Der Handel wird künftig komplett „rebooted“. Im Rahmen der „New Retaility“ besetzen die Händler immer mehr Touchpoints mit den Kunden und schaffen neue Kanäle der Kundenansprache – so wie etwa die Verbundgruppe Electronic Partner, die mit Plusanschluss.de einen Service geschaffen hat, über den die Kunden direkt die Installation von Haushaltsgeräten in Auftrag geben können.
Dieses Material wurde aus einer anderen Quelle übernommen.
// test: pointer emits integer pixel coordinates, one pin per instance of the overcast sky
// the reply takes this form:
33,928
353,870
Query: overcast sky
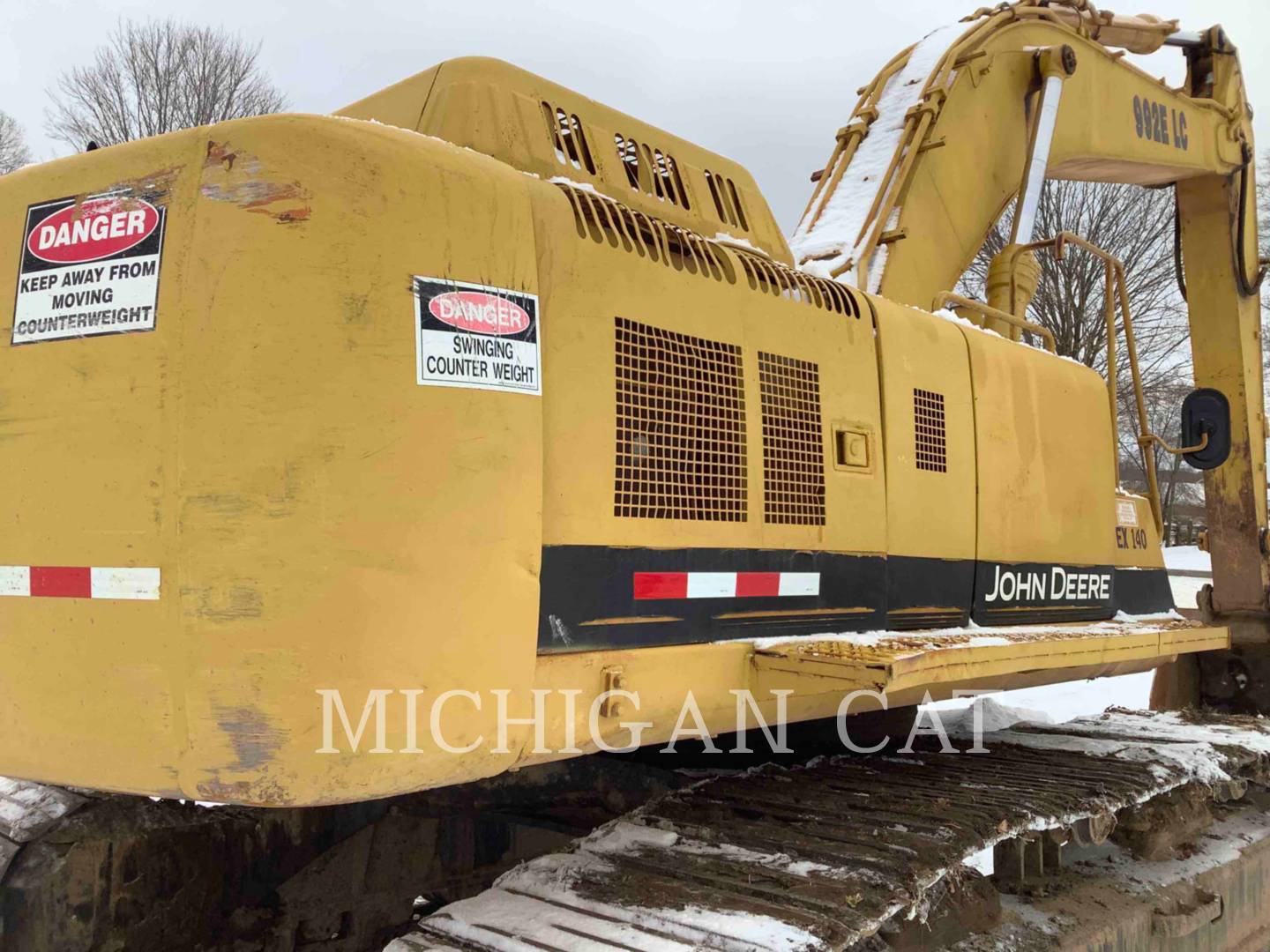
764,83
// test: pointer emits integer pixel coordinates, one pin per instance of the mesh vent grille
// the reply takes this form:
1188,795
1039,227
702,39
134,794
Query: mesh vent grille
568,138
793,443
930,437
727,199
681,427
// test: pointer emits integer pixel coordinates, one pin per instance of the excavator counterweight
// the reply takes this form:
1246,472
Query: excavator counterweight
370,473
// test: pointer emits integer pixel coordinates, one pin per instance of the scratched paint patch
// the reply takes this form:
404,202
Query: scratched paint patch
89,267
239,178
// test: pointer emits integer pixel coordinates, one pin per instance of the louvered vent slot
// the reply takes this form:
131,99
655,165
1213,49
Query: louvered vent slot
930,435
793,443
568,138
727,201
651,170
681,427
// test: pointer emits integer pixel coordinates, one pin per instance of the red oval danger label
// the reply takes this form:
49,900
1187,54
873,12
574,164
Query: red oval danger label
479,312
97,227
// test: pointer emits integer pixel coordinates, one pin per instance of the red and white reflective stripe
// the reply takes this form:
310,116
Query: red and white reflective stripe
658,585
79,582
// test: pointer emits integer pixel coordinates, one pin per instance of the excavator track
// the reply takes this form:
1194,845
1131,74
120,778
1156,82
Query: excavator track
870,852
84,871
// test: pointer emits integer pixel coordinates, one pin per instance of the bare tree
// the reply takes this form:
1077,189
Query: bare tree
159,77
13,145
1134,225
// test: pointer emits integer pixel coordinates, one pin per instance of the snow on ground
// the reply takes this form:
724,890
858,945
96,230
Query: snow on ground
1188,559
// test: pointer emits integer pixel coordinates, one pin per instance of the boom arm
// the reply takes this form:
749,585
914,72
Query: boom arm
895,211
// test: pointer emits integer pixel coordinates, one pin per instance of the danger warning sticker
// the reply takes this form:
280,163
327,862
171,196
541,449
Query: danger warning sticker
478,337
88,268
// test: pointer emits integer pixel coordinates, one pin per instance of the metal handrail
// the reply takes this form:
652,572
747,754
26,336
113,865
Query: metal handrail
947,297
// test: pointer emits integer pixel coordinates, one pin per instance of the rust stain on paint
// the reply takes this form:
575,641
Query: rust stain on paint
239,178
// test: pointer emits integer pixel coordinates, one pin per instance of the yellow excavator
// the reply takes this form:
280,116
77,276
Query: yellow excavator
482,406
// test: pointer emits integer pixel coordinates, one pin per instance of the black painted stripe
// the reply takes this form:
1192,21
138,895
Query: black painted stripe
1143,591
587,596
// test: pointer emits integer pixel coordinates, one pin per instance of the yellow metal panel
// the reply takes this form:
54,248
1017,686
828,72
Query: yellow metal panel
502,111
319,518
929,512
1042,442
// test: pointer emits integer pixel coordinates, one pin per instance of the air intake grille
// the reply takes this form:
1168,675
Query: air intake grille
681,427
930,437
793,442
568,138
728,205
651,170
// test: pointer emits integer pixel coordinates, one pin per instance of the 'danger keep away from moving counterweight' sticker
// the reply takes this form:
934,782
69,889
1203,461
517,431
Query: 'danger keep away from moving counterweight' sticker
478,337
88,268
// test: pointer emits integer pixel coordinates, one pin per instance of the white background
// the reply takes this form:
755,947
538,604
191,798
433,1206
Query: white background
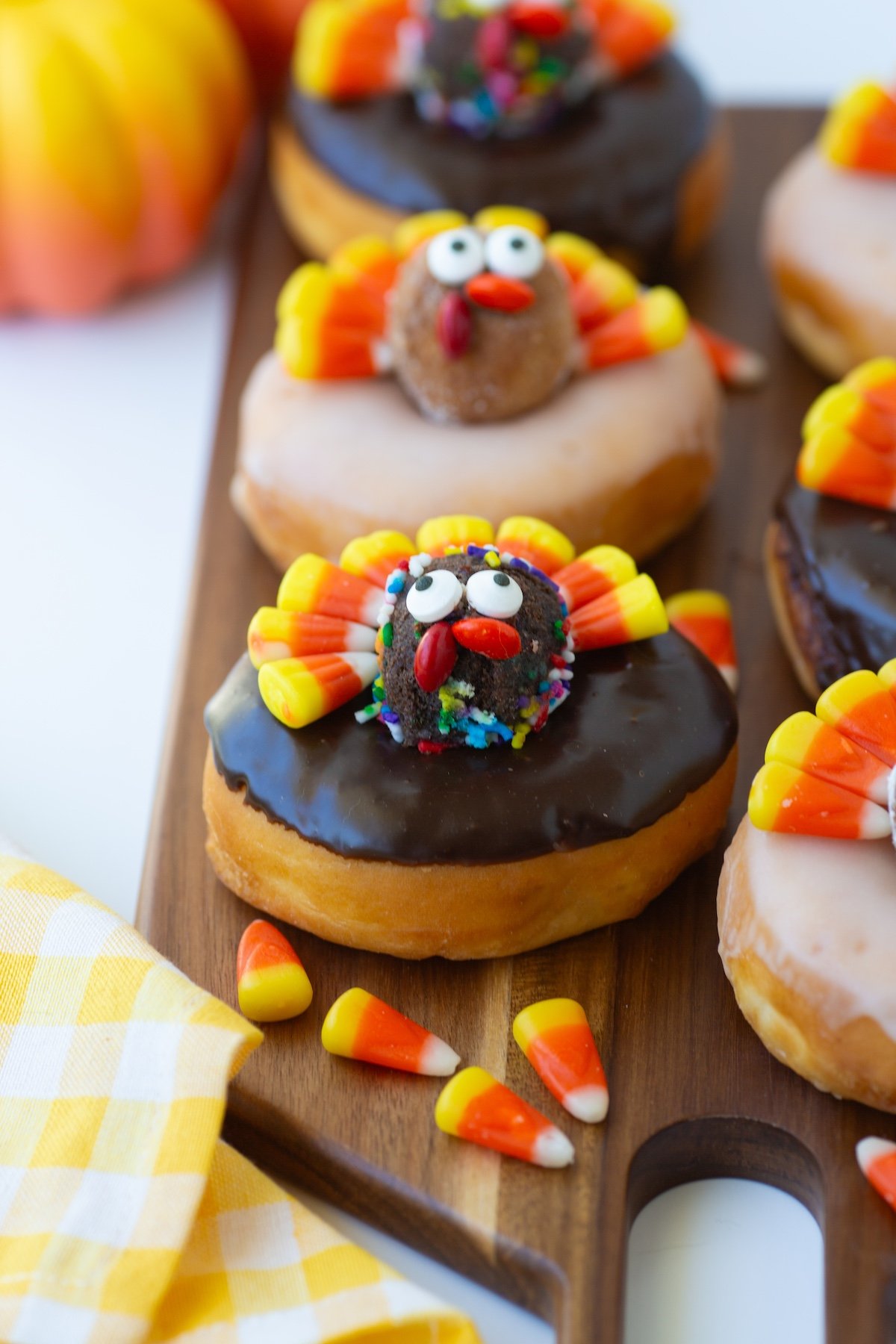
105,430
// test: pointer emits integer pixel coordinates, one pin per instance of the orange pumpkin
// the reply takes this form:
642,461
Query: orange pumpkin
120,124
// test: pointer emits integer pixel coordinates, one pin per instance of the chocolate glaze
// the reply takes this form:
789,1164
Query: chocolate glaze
841,564
645,725
612,171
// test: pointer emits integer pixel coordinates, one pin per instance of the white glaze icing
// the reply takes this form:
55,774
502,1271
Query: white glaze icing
828,909
359,448
839,228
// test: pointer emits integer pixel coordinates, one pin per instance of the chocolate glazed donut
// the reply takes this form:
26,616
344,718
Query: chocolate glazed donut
638,167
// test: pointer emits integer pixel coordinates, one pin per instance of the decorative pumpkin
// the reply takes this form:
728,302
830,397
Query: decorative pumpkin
120,124
267,27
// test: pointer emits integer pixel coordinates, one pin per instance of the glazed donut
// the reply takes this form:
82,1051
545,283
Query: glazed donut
829,240
435,838
623,453
617,144
830,546
806,913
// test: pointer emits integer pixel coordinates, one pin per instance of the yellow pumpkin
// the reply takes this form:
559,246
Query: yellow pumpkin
120,124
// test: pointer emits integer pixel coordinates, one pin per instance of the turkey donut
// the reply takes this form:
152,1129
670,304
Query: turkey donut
568,107
484,359
830,547
830,237
806,897
536,754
Natürlich herrscht „Omni-Channeling“ – On- und Offline-Welt sind keine Gegensätze mehr, sondern werden zunehmend verknüpft. Trendprognose für die stationären Geschäfte: „Während 1A-Lagen tendenziell für Flagship-Stores reserviert bleiben, werden verkehrsgünstig gelegene Filialen in Stadtteil- und 1B-Lagen in Zukunft starker als Fulfillment-Center für Cross-Channel-Aktivitäten aufgestellt.“

Der E-Commerce kann unter anderem mit „Curated Shopping 3.0“ punkten. Die möglichst einfühlsame Stilberatung lenkt den Kaufprozess. Das machen Läden wie Modomoto, 8select.de, Outfittery nach dem Vorbild des US-Händlers Trunk Club vor. Die Studie verweist auch auf den US-Herrenausstatter Bonobos, der fünf stationäre „Guide-Shops“ eröffnet hat. Hier können sich Kunden von engagierten Mitarbeitern persönlich beraten lassen. Ein freier Termin mit 45 Minuten wird über die Website gebucht. Neun von zehn Kunden, die zu einer Shop-Verabredung kommen, kaufen tatsächlich Ware ein.

Sogar beim Autokauf kann schon kuratiert werden: Über die Seite Check my Car kann man sich beim Gebrauchtwagenkauf beraten lassen. Am Telefon kostet das 29 Euro, wenn der Berater mit zum Gebrauchtwagenhändler kommt 99 Euro.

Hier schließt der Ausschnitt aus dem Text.